Zadaje też pytanie, jakie surowce warte eksploatacji znajdziemy w tych asteroidach? Możemy zgadywać, że skład asteroid odpowiada składowi meteorytów. Ok. 10 proc. masy zwykłego meteorytu stanowią metale, głównie żelazo i nikiel, ale są tam również znaczne ilości cenniejszych metali, takich jak złoto, platyna, miedź, srebro czy cynk. Jeśli założymy, że w przeciętnej asteroidzie te metale występują w takich proporcjach jak w meteorytach, i sprawdzimy rynkową wartość tych metali, to możemy obliczyć wartość całej asteroidy.

Zdaniem profesora, wyniki są oszałamiające. Nawet w przypadku asteroidy o średnicy zaledwie jednego kilometra samo żelazo stanowi 100 milionów ton materiału. Biorąc pod uwagę wartość tony tego surowca, można zauważyć, że jest ona warta dziesiątki miliardów dolarów. Żelazo stanowi tylko część asteroidy; metalowi temu towarzyszą również znacznie rzadsze metale, takie jak platyna i złoto. Można by oczekiwać, że taka asteroida byłaby dodatkowo źródłem metali o wartości ponad 20 miliardów dolarów.

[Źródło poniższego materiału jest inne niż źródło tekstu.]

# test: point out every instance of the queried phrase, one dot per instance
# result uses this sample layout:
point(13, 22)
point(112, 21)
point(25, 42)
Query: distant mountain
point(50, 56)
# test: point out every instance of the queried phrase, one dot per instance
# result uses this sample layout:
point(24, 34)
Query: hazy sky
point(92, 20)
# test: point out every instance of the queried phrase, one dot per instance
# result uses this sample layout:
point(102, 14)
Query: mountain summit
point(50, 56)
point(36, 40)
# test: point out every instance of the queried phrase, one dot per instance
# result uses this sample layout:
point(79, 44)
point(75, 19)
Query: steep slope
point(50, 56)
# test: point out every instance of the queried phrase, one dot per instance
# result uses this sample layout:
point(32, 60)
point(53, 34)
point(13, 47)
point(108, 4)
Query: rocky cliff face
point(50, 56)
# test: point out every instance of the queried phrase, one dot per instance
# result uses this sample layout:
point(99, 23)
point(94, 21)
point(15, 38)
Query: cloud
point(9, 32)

„Trzeba jednak uwzględnić, jak kosztowne byłyby faktyczne dotarcie do takiej asteroidy, jej eksploatacja i powrót z urobkiem na Ziemię” – pisze Guy CONSOLMAGNO.

Obranie na celownik mniejszych NEO niewątpliwie zmniejszyłoby koszty i pozwoliłoby na ich eksploatację jeszcze w czasie, gdy znajdują się blisko Ziemi. Jaka przy tych samych prostych założeniach byłaby wartość 15-metrowego meteoroidu, podobnego do tego, który eksplodował nad Czelabińskiem? Tak mały obiekt prawdopodobnie miałby większą gęstość, co zwiększałoby ilość cennych metali, które można by z niego pozyskać.

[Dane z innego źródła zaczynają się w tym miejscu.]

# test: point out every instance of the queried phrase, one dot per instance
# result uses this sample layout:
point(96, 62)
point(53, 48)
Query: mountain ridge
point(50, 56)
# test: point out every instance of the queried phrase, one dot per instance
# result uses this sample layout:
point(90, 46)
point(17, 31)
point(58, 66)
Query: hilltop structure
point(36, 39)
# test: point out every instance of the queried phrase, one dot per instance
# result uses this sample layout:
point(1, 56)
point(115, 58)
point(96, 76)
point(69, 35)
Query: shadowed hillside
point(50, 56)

Możemy obliczyć więc, że miałby on wartość wynoszącą prawdopodobnie tylko ok. 100 000 dolarów – inwestycja w statek kosmiczny, który miałby pozyskać materiał, pochłonęłaby większą sumę. Więcej można by zyskać, gdyby sprzedać fragmenty tego meteoroidu kolekcjonerom po przystępnych cenach!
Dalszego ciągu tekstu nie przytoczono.